Inventory at factory warehouses and ports is almost 29 million metric tons, enough to sustain output at last year’s pace until July, according to the average of nine projections from smelters, miners, traders and analysts based in China. That compares with about 32 million tons estimated by Macquarie Group Ltd. Small and medium-sized plants have enough material to last three to four months, the respondents said.
The global nickel market may swing into a deficit next year after Indonesia, the biggest producer of the mined metal, restricted shipments starting Jan. 12, Macquarie and Barclays Plc predict.
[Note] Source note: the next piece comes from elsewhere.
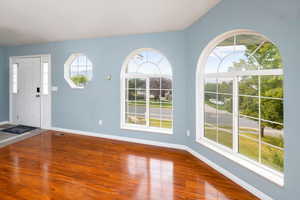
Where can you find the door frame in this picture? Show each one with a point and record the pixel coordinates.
(46, 100)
Chinese NPI accounts for about 25 percent of world nickel supply, according to Macquarie.
“NPI will go up if prices of ore and refined metal surge,” said Zhu Renguo, a Shanghai-based purchasing manager with Jiangsu Baotong Nickel Industry Co., who has worked in the industry for more than 30 years. “We are pretty confident that we can transfer higher costs to the downstream industry.”
The metal, used in corrosion resistance in stainless steel, snapped a five-day rally today, falling as much as 0.8 percent to $14,575 a metric ton. Futures for delivery in three months on the London Metal Exchange traded at $14,675 at 2:46 p.m. Shanghai time.
“The pause in the nickel price rally shows that the market is still uncertain about the level of nickel ore inventories in China and the outlook on Indonesia’s trade policies,” said Sijin Cheng, a Singapore-based analyst at Barclays Plc.
Nickel may reach $17,000 a ton this quarter, according to Citigroup Inc. It slumped 19 percent in 2013, the most among the six industrial metals in London, amid rising NPI output in China and swelling stockpiles in warehouses monitored by the LME.
“With an Indonesian nickel ore ban now implemented, this confirms the potential for Chinese nickel pig iron output to peak, helping to alleviate the current supply overhang,” Macquarie analysts led by Jim Lennon said in a note yesterday.
China’s NPI production may be about 481,000 tons this year, said eight of the nine respondents in the survey. That’s equal to figures from Beijing Antaike Information Development Co. for 2013 output, which surged 34 percent from the previous year.
China, the biggest metals user, expanded output of the substitute from 3,000 tons in 2005 to meet its need for stainless steel after costs for pure nickel reached a record $51,800 in 2007.